各温泉地の現状をみると、価格の高い旅館が集客力の強化を狙って価格を落としてくる。そうなると、従来その価格帯だった旅館は、それよりも低い価格に引き下げなくてはならなくない。そこで、自館のグレードを見直す必要が出てくるわけだ。
だが、単に価格を低い方にスライドさせれば済むという問題ではない。例えば、15,000〜10,000円を中心に25,000〜8,000円の価格帯で営業している旅館を模式化してみよう(下図=数値は理論値)。価格帯を3つに大別して平均値でGOP(黒い部分)を想定してみると、最善でも10%程度にしかならない(図左側)。したがって、各価格帯をそのまま引き下げれば、経営はさらに悪化する。
ところが、オペレーションを再構築して料理原価や接遇サービスなどの内容を変更することで、GOPは一気に改善される(図右側)。
ただし、オペレーションの変更によって、従来はわずかだが存在していた20,000円前後の価格帯との棲み分けをしなければならない。25,000円と8,000円では、オペレーションは当然ながら異なる。それらを混在させるとオペレーションが複雑になるだけでなく、高額客で得た利益を低額客に補填する「貢ぎの構造」になってしまうからだ。

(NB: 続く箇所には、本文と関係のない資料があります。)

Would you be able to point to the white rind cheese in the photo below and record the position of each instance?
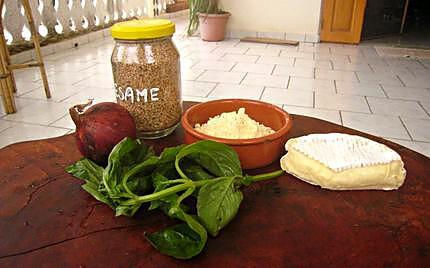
(343, 162)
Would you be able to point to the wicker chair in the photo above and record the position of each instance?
(7, 81)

こうした荒療治にも近いオペレーションの変更は、言葉を換えれば旅館のグレーにもかかわってくる。その選択は、辛く厳しいものであるのは間違いない。そこで多くの場合、従前の価格セグメントに固執したオペレーションから抜け出せないまま、単価だけを下げてしまう。そうした場合、高品質を掲げてきた旅館では厳しい結果を招いてしまう。例えば、価格に見合った部屋食をセールスポイントにしてきた旅館は、従前のスタイルを維持するために料理原価を下げ、料理出しの回数を減らすなどでGOPをかろうじて確保できるとソロバンを弾く。しかし、評判はおのずと下がってくる。結果として価格と品質の低下スパイラルに落ち込んでしまう。価格を下げることは、そうした諸刃の剣でもある。

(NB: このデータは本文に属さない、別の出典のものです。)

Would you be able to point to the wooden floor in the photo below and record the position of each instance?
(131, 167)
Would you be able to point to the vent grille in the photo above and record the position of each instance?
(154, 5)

 余談だが、徹底した低価格路線を貫く旅館をみると、食事などは給食センターにアウトソーシングしている。日々に必要な量は、決して一定でない。社内で調理をすれば、宿泊客が少ない日でも人件費は一定のものがかかっている。また、食の安全が叫ばれて食への関心が高まっている今日では、大量仕入で単価を下げても、消費期限などの関係で原材料のロスが生じるケースもあり得る。そうした場合、必要な量だけをアウトソーシングでまかなうオペレーションは、低価格をターゲットにした経営で理に叶っており、低価格であっても確実にGOPを確保できる証左といえる。
要は、GOPを常に意識して料理・サービスなどコストの一つひとつを見極ることだ。その場合、従来の経験則や勘では成り立たない。提供するサービスグレードを基に妥当性の根拠となる価格設定の「標準ガイドライン」、あるいは設定した価格が適正なGOPを確保しているかを解析する「旅館ユニフォームシステム」(当社「GOP名人」など)といった経営ツールが欠かせない。